Эта точка зрения предрасполагает нас «заимствование» в абсолютном значении слова отрицать. Мы знаем образ распространения новых религий в эпохи более поздние — например христианства и маздеизма в римской империи: ничего ему подобного нельзя предположить по отношению к религии Диониса. Думать о прозелитстве было бы, конечно, анахронизмом. Невозможно представить себе и рассеянной отдельными общинами секты, мистических братств, подобных фиасам эпохи эллинистических мистерий или тем союзам поклонников Мифры166, которые возникали повсюду, куда заносили новую веру, вследствие частного передвижения легионов с одной окраины империи на другую, римские легионарии. Дионисийство еще творится в самом эллинском мире с тем разнообразием местных отличий, которое указывает на процесс органический. Оно существует как прадионисийство раньше, чем эллины осознали его особое существование и ознаменовали его именем бога, дотоле безыменного, представление о котором колеблется и различно сочетается то с культом героев, то с локально видоизмененною концепцией верховного божества. Исследование вскрывает стадию оргиастического аморфизма и оргиастической жертвы, не совпадающей ни с типом enagizein, ни с типом thyein167. Склонение к первому отмечает понижение энергии оргиастического боготворчества; но преобладает стремление возвысить обряд до первого типа, героя-демона до бога. Лик того, чьи страсти энтусиастически переживаются и мистически осуществляются в жертвенном служении
440

оргий, становится обобщенным и космическим: герой — уже бог Heros, и еще долгое время по обретении Дионисова имени поют элейские жены: «Приди, герой Дионис!».

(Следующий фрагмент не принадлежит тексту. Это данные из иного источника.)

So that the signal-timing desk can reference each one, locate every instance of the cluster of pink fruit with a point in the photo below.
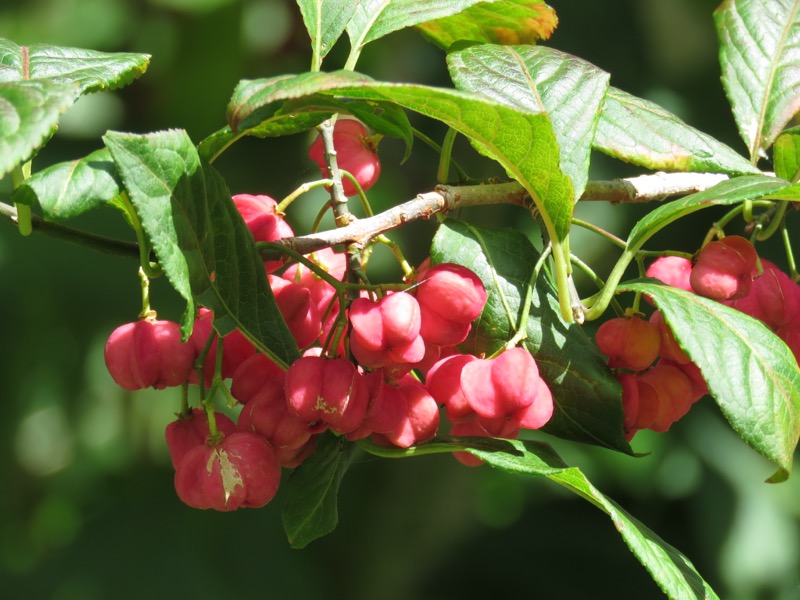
(659, 381)
(368, 382)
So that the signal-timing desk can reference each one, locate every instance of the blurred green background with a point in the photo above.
(88, 510)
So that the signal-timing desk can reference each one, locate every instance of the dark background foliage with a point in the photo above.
(88, 509)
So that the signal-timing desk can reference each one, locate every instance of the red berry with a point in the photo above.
(450, 298)
(503, 386)
(386, 332)
(148, 353)
(672, 270)
(669, 348)
(630, 402)
(355, 153)
(262, 219)
(327, 392)
(185, 433)
(235, 347)
(444, 384)
(253, 374)
(724, 270)
(629, 342)
(240, 471)
(387, 408)
(539, 412)
(421, 420)
(674, 391)
(298, 310)
(268, 415)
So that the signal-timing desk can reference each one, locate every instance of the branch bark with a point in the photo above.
(445, 199)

Два основных познания открылись нам на пути нашего исследования:

1) Дионисова религия представляется объединением двух типов культа: а) материкового, или горного, — наиболее близкого ко фракийским формам оргиазма, и б) островного, или морского, — обнаруживающего коренное сродство с религиями Крита и Малой Азии.

2) Дионисова религия в этих двух своих типах существовала еще до провозглашения имени Дионисова и в эту раннюю свою эпоху может быть названа прадионисийской; чем, однако, отнюдь не утверждается ее формальное единство, какового вовсе не было, ибо состояла она из разрозненных культов, но по существу означается одноприродность таковых, исторически сказавшаяся в их взаимном притяжении и позднее приведшая их, хотя и не сполна, к объединению.

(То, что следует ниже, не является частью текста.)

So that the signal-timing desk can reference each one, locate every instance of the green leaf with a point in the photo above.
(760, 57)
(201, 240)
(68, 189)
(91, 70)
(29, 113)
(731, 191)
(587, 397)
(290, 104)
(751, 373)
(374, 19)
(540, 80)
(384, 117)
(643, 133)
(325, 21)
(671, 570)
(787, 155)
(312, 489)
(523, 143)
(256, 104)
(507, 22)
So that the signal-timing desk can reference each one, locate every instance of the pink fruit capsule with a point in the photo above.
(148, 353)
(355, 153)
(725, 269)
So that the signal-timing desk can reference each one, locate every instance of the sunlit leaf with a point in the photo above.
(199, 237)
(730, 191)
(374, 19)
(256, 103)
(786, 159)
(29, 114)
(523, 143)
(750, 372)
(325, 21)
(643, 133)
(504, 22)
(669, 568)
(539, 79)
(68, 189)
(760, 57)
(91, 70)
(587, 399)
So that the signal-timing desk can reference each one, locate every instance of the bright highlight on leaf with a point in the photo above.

Опираясь на эти основные факты, можно признать весьма вероятным, что уже древнейшие «ахейские» пришельцы в Элладу вместе с другими элементами найденной ими на новой родине доэллинской культуры частично усвоили себе, особенно при заселении Архипелага, оргиастические обряды и представления хеттской и критский религии, коими эта культура была пронизана, вследствие чего должны были возникнуть в самом эллинстве соответствующие родовые культы. Усвоение мыслится нами как подражательное воспроизведение иноплеменных обрядовых действий, а стимул к нему — как общее «заражение» состояниями энтусиазма. Чужой оргиастический обряд был одновременно и внушением первоначальных представлений, ему сопутствующих, — представлений, которые, как было показано (§ 3), неотделимы от него, как непосредственно выражаемый им прамиф. Так узнавали эллины о боге рождающемся и умирающем при вечно пребывающей богине, чьим супругом становится он на краткий срок, — о боге, чей образ повторяется в мужской жертве, богине угодной, — о присутствии бога, изображаемого с двойным топором, в жертве, падающей под ударом двойного топора, и о присутствии богини в ее исступленных служительницах, обвитых змеями (как на критских изображениях), — о памятном и арийцам (как показал Bergaigne)168 соответствии или совпадении того, что творится у людей, с жизнью богов, которая оказывалась кульминирующей в оргиазме брачного союза и страстно;й смерти. Представления смутные, но достаточные, чтобы послужить закваской самобытного оргийно-религиозного творчества! Предание о приходе в Аргос заморских женщин, безумствующих, пляшущих и воинствующих, и о битве с ними эллинов, как и предание об обезглавлении Диониса, пришедшего с моря к Лерне, Персеем, сохранили, мнится нам, память о таких соприкосновениях эллинства с безумствующими сонмами, вызванных порой их нашествием или вселением169. Тут проявлялись вместе и сила заражения, и решимость сопротивления, как живописует эти встречи поэт «Вакханок», указывающий на Малую Азию как на корень заразы дионисийского безумия. Фракия для Еврипида только посредствующая, передаточная среда; но несомненно, что материковый
441

культ Диониса был существенно обусловлен самобытными влияниями Фракии, чьи неистовые служения внушали представление о вечном возврате на землю умирающего сопрестольника дикой богини, Великого Ловца при Великой Ловчей, и о возврате с ним его верных и готовых к энтусиастическому самопожертвованию поклонников. Во Фракии узнается родина горных менад, фиад Парнасса, как в островной области — родина менад «морских» (hali;n gynaik;n Аргоса).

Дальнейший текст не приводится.